The variability in ECMO initiation and treatment among study sites and countries, as well as additional variability during the pandemic, may have added increased heterogeneity. At the time of publishing, the endpoints of cases who were still in the hospital or on ECMO were unknown. Given that the majority of these investigations were single-center retrospective studies with no risk adjustment or propensity score weighting, these factors could have brought various confounders. Another limitation of the outcomes was that some studies were followed up until 90 days after weaning from ECMO while some study endpoint was measured till ICU discharge/hospital discharge.

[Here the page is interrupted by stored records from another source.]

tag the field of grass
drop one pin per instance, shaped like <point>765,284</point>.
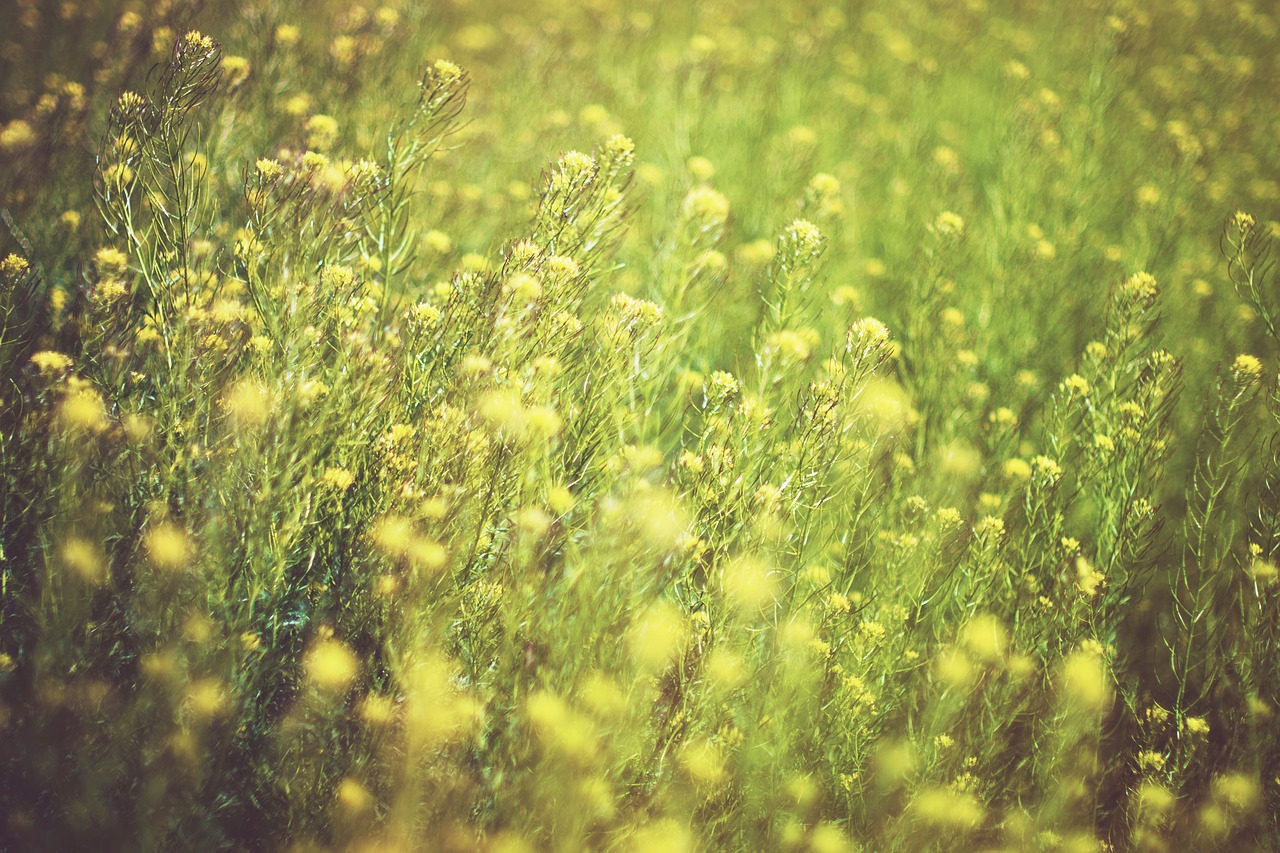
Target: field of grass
<point>640,427</point>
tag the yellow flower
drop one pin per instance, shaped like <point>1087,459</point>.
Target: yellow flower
<point>49,361</point>
<point>332,666</point>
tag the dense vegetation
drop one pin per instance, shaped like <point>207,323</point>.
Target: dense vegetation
<point>494,425</point>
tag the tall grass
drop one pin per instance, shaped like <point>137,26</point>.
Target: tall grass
<point>629,427</point>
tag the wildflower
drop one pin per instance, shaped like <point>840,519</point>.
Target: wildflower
<point>112,261</point>
<point>1083,682</point>
<point>83,410</point>
<point>748,583</point>
<point>1087,578</point>
<point>332,666</point>
<point>803,236</point>
<point>1246,369</point>
<point>337,478</point>
<point>49,361</point>
<point>168,546</point>
<point>1141,287</point>
<point>984,638</point>
<point>1016,470</point>
<point>17,136</point>
<point>352,799</point>
<point>13,267</point>
<point>561,729</point>
<point>1075,386</point>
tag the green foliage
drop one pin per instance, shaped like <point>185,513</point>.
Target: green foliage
<point>469,427</point>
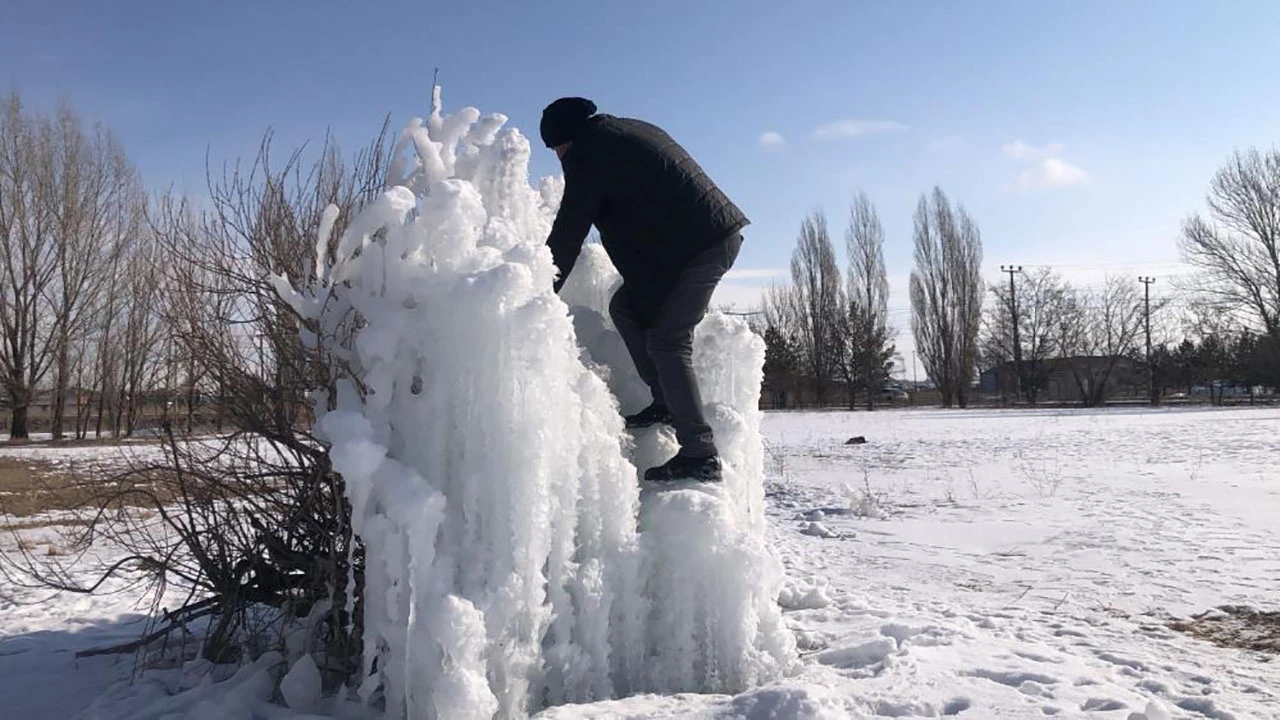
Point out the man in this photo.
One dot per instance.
(671, 233)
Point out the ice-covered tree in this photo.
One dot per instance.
(510, 560)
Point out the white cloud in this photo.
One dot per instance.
(754, 273)
(1045, 165)
(772, 139)
(1022, 150)
(853, 128)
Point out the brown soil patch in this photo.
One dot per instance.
(1234, 625)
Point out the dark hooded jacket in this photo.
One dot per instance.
(654, 206)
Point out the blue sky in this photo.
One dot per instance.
(1077, 133)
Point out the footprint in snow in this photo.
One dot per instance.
(1011, 678)
(1102, 705)
(1123, 661)
(818, 531)
(859, 656)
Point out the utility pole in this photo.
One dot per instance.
(1018, 346)
(1151, 372)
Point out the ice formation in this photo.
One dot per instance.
(512, 561)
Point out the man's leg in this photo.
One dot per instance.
(636, 338)
(671, 345)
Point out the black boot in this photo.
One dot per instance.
(682, 468)
(652, 415)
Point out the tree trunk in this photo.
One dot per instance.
(60, 387)
(18, 422)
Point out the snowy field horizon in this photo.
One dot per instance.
(961, 563)
(967, 563)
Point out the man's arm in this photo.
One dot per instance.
(572, 222)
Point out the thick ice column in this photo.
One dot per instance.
(489, 474)
(711, 582)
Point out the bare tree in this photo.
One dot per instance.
(96, 205)
(946, 295)
(1097, 331)
(1040, 302)
(780, 329)
(1238, 247)
(254, 516)
(28, 258)
(816, 282)
(867, 295)
(67, 196)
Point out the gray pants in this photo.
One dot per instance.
(663, 351)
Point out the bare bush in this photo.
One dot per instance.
(254, 516)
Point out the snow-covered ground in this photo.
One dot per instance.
(979, 564)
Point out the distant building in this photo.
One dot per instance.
(1068, 379)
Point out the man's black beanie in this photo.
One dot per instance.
(563, 119)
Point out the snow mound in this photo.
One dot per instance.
(510, 561)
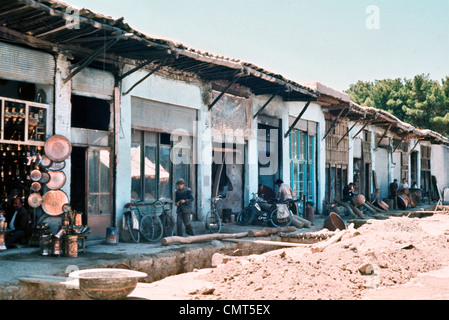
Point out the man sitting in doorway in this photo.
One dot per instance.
(265, 193)
(348, 192)
(184, 199)
(18, 223)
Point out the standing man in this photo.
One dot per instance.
(285, 192)
(393, 193)
(184, 199)
(348, 192)
(18, 224)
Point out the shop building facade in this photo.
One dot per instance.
(143, 112)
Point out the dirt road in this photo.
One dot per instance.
(409, 259)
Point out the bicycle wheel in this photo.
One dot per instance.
(151, 228)
(280, 223)
(131, 223)
(247, 216)
(213, 222)
(169, 224)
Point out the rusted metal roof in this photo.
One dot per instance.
(51, 25)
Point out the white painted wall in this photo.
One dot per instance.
(63, 111)
(173, 92)
(440, 162)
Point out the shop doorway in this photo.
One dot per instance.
(228, 174)
(270, 157)
(91, 187)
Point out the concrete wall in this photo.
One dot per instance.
(440, 162)
(179, 93)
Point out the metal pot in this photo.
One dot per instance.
(58, 148)
(359, 200)
(57, 181)
(334, 222)
(53, 202)
(383, 205)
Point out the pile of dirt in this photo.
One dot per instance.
(396, 250)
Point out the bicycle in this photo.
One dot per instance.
(212, 219)
(149, 225)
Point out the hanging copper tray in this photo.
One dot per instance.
(35, 200)
(57, 166)
(35, 175)
(58, 148)
(53, 201)
(36, 186)
(45, 178)
(57, 180)
(45, 162)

In the end, the studies still show that ECMO has potentially high mortality rates.

Conclusions

Our findings suggest that ECMO remains a viable option for the management of COVID-19-associated ARDS for selected patients. Regarding discharge rate, ECMO did not have a significant effect on early discharge rates. However, long-term COVID-19 patients had a better survival rate. Nonetheless, ECMO still presents a high-risk step due to its variety of complications. For COVID-19 patients, V-V ECMO still has a high risk of mortality when used in those who developed ARDS but improves survival rates among those who had a longer COVID-19 course.